The most recent smart mirror, the Kohler Verdera Voice Lighted Mirror, launched at CES, adding a built-in speaker for music, Echo-style Alexa voice controls and 1000 lux LED lights.
The Kohler mirror (pictured above) fits neatly – and pretty practically – in the middle of two different approaches from 2017: those of the HiMirror Plus mirror and Duo AI’s upcoming smart mirror. The HiMirror (main image) is a personal mirror, has the adjustable LED lights for different scenes and claims to analyse your skin's condition. The similar iHome vanity mirror features a built-in Bluetooth speaker for grooming tunes and button-based access to both Alexa and Google Assistant. Note: if you’re going to add voice controls to a mirror, make it hands free like Kohler.
Duo AI (pictured below) is going for the Tony Stark approach, a big 27-inch touch sensitive display for news, weather, music controls, even playing videos, which also functions as a mirror. This is designed more for communal use than the individual gaze, and I expect we’ll see more where this came from. So which follows the righteous path of the mirror?
If you look back to the myth of Narcissus you’ll find that when he fell in love with his own reflection – in a pool, not a digitally enhanced looking glass – and later lost the will to live because he could not be loved by this beautiful creature i.e. himself, it wasn’t the reflection but the fixation with the reflection that caused his downfall. (Incidentally, Narcissus rejected Echo, then a nymph not a smart speaker).

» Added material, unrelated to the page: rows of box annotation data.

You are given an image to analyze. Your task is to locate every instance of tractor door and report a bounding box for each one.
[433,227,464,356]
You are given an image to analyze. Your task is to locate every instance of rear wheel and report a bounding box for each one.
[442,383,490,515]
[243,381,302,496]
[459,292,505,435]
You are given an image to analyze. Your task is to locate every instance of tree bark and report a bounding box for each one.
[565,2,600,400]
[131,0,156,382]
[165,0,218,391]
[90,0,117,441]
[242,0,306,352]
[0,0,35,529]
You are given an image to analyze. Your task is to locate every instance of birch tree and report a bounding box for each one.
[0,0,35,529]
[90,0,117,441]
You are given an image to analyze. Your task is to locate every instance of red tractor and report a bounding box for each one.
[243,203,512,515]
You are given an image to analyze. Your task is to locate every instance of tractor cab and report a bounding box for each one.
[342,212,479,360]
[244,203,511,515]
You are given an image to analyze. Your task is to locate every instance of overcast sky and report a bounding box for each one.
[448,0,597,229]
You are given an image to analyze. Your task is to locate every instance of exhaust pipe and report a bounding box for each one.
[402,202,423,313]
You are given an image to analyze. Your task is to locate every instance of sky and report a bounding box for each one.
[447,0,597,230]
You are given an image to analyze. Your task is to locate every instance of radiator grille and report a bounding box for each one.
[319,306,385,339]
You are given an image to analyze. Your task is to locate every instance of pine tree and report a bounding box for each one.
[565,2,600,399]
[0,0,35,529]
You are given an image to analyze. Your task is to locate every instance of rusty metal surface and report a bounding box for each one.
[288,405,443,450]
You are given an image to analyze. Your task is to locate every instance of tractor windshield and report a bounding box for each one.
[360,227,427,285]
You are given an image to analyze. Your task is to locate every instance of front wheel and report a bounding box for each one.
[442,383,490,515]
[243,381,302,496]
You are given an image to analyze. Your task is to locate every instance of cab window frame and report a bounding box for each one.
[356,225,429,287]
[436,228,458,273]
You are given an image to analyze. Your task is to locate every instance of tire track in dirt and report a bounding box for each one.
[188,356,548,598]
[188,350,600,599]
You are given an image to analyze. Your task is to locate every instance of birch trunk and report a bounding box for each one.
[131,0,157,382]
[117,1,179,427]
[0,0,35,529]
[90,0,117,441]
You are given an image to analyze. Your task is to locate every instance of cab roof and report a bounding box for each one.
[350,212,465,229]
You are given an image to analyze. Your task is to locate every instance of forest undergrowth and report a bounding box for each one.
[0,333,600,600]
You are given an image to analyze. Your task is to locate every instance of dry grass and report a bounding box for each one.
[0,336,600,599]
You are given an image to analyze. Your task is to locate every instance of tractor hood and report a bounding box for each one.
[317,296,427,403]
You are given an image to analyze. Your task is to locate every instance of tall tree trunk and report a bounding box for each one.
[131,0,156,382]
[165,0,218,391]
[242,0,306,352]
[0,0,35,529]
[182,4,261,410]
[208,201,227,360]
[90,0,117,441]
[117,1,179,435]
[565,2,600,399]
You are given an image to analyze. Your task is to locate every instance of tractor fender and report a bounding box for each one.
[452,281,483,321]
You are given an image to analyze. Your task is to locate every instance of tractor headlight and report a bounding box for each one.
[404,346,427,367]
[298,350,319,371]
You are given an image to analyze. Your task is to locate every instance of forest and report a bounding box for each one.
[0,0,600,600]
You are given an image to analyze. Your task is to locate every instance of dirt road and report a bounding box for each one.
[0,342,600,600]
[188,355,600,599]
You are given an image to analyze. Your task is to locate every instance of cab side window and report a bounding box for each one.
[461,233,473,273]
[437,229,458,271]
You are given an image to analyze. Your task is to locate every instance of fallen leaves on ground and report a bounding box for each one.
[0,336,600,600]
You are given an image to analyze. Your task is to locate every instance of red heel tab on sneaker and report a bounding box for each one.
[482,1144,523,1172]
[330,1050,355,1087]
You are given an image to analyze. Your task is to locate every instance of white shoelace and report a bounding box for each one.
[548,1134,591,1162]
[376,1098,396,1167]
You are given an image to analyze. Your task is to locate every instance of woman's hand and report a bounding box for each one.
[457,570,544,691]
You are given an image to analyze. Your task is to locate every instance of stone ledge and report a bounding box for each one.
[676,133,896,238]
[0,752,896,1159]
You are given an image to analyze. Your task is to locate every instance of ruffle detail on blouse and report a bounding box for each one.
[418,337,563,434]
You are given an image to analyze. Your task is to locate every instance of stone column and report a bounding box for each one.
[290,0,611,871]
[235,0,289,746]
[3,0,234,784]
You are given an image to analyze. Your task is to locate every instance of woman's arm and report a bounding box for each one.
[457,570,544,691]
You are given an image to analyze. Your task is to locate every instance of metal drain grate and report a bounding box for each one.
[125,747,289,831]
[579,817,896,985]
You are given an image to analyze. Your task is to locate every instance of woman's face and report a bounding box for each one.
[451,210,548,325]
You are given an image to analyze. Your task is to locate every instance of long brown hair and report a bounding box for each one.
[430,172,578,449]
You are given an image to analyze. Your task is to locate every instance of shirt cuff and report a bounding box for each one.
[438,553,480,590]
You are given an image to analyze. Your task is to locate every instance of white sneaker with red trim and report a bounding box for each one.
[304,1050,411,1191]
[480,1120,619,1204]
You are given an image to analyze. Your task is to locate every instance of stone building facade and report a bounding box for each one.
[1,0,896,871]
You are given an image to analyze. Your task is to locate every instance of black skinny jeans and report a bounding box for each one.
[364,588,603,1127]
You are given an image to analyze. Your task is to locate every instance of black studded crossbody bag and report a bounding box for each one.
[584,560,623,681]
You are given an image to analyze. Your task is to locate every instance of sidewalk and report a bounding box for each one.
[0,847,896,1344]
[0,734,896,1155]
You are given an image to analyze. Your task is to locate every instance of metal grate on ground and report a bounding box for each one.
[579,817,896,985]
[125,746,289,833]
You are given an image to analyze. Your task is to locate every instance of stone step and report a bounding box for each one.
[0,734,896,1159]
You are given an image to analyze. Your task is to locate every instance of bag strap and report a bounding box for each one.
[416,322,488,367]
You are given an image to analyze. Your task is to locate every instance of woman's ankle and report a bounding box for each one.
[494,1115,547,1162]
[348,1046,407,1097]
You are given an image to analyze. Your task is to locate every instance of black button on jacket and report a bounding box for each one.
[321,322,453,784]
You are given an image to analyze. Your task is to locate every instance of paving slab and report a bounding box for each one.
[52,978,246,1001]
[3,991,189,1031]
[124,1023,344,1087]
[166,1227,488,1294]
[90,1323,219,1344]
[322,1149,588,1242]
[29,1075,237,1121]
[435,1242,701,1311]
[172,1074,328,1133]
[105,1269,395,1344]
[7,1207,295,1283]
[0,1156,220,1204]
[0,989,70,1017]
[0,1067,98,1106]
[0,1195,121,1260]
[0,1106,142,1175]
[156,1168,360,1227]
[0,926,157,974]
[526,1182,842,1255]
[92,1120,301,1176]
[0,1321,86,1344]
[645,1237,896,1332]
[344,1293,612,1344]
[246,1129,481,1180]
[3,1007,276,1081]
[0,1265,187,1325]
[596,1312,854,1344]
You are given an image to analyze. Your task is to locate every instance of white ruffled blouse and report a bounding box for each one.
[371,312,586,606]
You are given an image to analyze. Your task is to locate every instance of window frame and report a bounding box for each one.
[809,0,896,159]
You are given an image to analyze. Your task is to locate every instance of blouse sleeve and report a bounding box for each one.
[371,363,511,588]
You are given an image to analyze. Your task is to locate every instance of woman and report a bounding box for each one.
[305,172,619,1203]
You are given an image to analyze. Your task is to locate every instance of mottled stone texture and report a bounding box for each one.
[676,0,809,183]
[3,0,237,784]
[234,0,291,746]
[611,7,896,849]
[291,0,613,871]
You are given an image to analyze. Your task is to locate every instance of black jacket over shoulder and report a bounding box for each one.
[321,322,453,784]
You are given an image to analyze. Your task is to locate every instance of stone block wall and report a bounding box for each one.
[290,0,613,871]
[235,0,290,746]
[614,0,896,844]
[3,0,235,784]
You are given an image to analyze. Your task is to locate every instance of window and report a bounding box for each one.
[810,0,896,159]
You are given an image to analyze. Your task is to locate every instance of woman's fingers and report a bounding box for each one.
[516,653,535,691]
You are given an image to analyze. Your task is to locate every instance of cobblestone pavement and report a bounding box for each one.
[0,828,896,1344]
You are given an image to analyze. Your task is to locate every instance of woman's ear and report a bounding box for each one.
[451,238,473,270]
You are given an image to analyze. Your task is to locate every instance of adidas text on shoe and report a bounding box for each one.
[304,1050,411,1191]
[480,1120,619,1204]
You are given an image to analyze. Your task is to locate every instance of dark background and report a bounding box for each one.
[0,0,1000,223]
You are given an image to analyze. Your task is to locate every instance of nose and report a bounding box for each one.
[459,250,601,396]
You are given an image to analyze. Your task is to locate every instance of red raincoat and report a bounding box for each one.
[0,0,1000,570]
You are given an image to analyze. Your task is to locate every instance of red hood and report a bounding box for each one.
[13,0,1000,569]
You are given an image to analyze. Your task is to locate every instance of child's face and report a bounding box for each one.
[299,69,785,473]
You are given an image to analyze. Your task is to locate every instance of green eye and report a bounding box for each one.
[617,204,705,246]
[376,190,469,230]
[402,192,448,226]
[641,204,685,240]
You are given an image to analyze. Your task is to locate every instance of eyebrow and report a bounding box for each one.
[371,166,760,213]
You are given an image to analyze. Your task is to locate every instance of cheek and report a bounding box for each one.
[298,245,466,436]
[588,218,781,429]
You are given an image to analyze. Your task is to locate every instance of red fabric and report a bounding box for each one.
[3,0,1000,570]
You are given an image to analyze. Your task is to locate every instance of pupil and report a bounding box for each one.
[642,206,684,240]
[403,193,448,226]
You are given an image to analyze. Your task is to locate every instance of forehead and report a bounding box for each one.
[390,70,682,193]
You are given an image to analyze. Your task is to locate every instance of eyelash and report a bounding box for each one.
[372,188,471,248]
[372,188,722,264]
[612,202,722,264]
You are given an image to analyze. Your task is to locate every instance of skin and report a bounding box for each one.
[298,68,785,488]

To be a narcissist is to have an excessive interest in ourselves but ‘ourselves’ now includes the chunk of our persona that lives online. The HiMirror Plus, iHome and even the health stat displaying Mango Mirror could encourage the fixation with our own physical appearance. The Duo AI, and similar devices that deliver social media alerts, could amplify our obsession with our public perception.
The first vanity ‘mirrors’ were pools of water – if they were dark and still with a nice smooth surface, all the better. Then we started manufacturing expensive, personal grooming mirrors from bronze, obsidian and polished stone, such was our appetite for consuming our own faces. Later, people began coating glass in reflective metals and the obsession was really away.
Glass and metal, that sounds familiar. “Any TV, any smartphone, any iPad, when you turn it off it looks like a black mirror and there’s something cold and horrifying about that.” That’s how Charlie Brooker has described his dystopian TV show’s title. In the episode "Nosedive" from 2017, a girl stares at her image in the mirror while practicing a playful yet non-threatening giggle and checking her social credit score.
Still, it’s not a sin to want to know what’s going on in the mornings. The idea of a connected hub that’s eye level – so we’re not hunched over it – and easily accessible as we brush our teeth, comb our hair or put our contacts in remains pretty appealing. Ideally it would have face or voice recognition to bring up personal profiles for the whole household as well as hands free control. And the etiquette would easily fall into place whether it’s placed in the bathroom or the hall: No hogging the smart mirror, it’s rude.
Nothing pulls us away from our phones, they’re too addictive. This year’s projector hubs and smart displays and home robots are curious alright but they will also require learning new daily routines and habits.
We can’t be trusted to be left alone with our face, or the internet – so maybe the only responsible thing left to do is to combine the two.